Los abandonó

Los abandonó. Eso es lo único incontrovertible: su ausencia elocuente, irrefutable.

Tuvo que ser de madrugada, cuando todos mal dormían o resistían como podían a los temores (en realidad, todos el mismo).

No se percataron hasta bien entrada la mañana, cuando levantó la neblina e hizo falta alguna orden o, más bien, una responsabilidad.

Entonces se miraron con esos rostros que habían terminado por parecerse unos a otros y al espanto y al barro y las muertes.

Luego se dijeron que lo habían visto venir. Pero la verdad es que no hubo indicios. O había tantos, y compartidos, que nadie quería adjudicarlos – es decir, admitirlos.
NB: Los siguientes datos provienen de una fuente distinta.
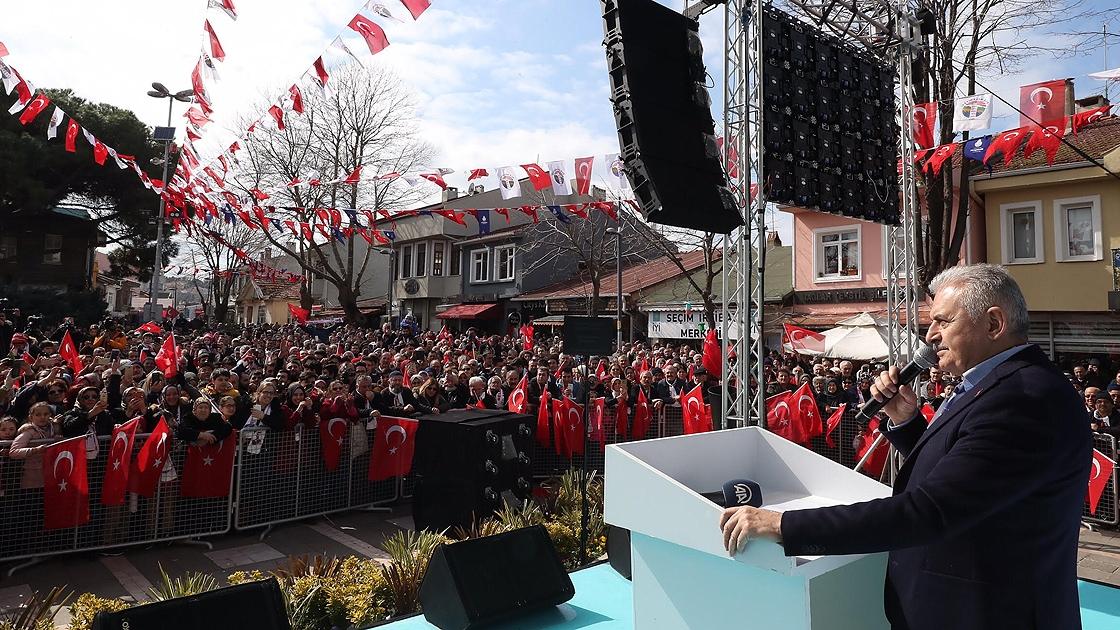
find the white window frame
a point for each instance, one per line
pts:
(479, 261)
(1062, 225)
(497, 263)
(819, 253)
(1007, 234)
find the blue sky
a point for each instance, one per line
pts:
(497, 82)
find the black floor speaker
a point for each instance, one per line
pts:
(478, 582)
(255, 605)
(618, 550)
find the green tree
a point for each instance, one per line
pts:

Alguno pensó que aquella era una manifestación de esa cobardía que consistía en erguirse por encima del borde de la trinchera – como una línea de flotación debajo de la cuál, paradójicamente, había una posibilidad de supervivencia, o lo que fuera ese mejunje de pavores, desesperanzas, y ese fango más perseverante que los seres al pie de la tristeza y el horror: al pie de sí mismos desasidos de identidad.

Otro pensó en emular esa falta de valor. Pero cuando la noche llegó, como si fuese un evento imprevisible, fue incapaz – como todos en esa misma oscuridad – de emprender esa osadía.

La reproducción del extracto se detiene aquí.